SPD-Landeschefin Midyatli rügte die Union für unterschiedliche
Signale: Während Saarlands Regierungschef Tobias Hans bei Inzidenzen
knapp unter 100 über Öffnungen statt über die Notbremse spreche,
wollten Bayerns Markus Söder, CDU-Chef Armin Laschet und Merkel einen
bundesweiten Lockdown. Dieser wiederum würde auch Schleswig-Holstein
mit relativ niedrigen Corona-Zahlen treffen.

Die Grünen kritisierten die Absage des Bund-Länder-Gipfels. Dies sei
angesichts der kritischen Entwicklung des Infektionsgeschehens
befremdlich, sagte der Landesvorsitzende Steffen Regis.

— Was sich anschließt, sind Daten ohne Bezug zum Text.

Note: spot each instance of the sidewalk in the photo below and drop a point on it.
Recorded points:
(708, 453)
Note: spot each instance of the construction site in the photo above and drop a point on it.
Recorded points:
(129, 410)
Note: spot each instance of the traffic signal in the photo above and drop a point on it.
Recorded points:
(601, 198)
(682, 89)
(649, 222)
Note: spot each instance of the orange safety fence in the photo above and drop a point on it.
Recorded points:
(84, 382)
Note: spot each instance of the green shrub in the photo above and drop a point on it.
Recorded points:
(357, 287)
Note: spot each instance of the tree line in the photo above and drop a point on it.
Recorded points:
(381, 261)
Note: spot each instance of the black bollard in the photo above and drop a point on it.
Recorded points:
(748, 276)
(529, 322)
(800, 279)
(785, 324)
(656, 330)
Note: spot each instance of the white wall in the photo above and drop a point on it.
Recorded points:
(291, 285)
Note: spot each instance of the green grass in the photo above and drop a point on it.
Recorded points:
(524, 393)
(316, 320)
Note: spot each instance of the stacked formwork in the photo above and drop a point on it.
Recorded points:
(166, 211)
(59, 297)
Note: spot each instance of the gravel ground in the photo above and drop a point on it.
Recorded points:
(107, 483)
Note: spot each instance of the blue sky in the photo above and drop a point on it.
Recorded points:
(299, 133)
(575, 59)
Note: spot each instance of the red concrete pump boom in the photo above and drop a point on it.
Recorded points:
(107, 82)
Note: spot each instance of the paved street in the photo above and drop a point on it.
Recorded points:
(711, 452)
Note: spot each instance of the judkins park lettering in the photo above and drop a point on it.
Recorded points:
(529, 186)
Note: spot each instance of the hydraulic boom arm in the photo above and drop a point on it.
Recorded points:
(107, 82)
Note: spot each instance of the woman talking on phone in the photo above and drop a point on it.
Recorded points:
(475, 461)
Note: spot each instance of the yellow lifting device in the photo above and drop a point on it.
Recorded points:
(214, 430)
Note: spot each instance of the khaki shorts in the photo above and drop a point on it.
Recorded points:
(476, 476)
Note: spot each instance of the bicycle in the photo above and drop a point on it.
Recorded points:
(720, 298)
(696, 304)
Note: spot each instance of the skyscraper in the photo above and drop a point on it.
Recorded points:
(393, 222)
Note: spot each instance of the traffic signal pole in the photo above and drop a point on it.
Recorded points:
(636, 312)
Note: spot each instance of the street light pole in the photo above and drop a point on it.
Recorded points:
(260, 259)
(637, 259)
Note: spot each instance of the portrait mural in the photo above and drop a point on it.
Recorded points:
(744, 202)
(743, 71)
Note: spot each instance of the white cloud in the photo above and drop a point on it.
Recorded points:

Vor allem eine anhaltende Uneinigkeit in der Union chaotisiere die
Pandemiebekämpfung unnötig, meinte FDP-Fraktionschef Christopher
Vogt. Aktuell erforderlich seien weder neue Bund-Länder-Absprachen
noch eine übers Knie gebrochene Gesetzesänderung. Schleswig-Holstein
habe eine Inzidenz von stabil unter 100 längst erreicht. «Und zwar
mit sinnvollen Maßnahmen und nicht mit einer unfairen
Lockdown-Regelung, die alle über einen Kamm schert.» Eine
Ausgangssperre müsse Ultima Ratio für den Notfall bleiben und dürfe
nicht bei einer Inzidenz von 100 verpflichtend werden.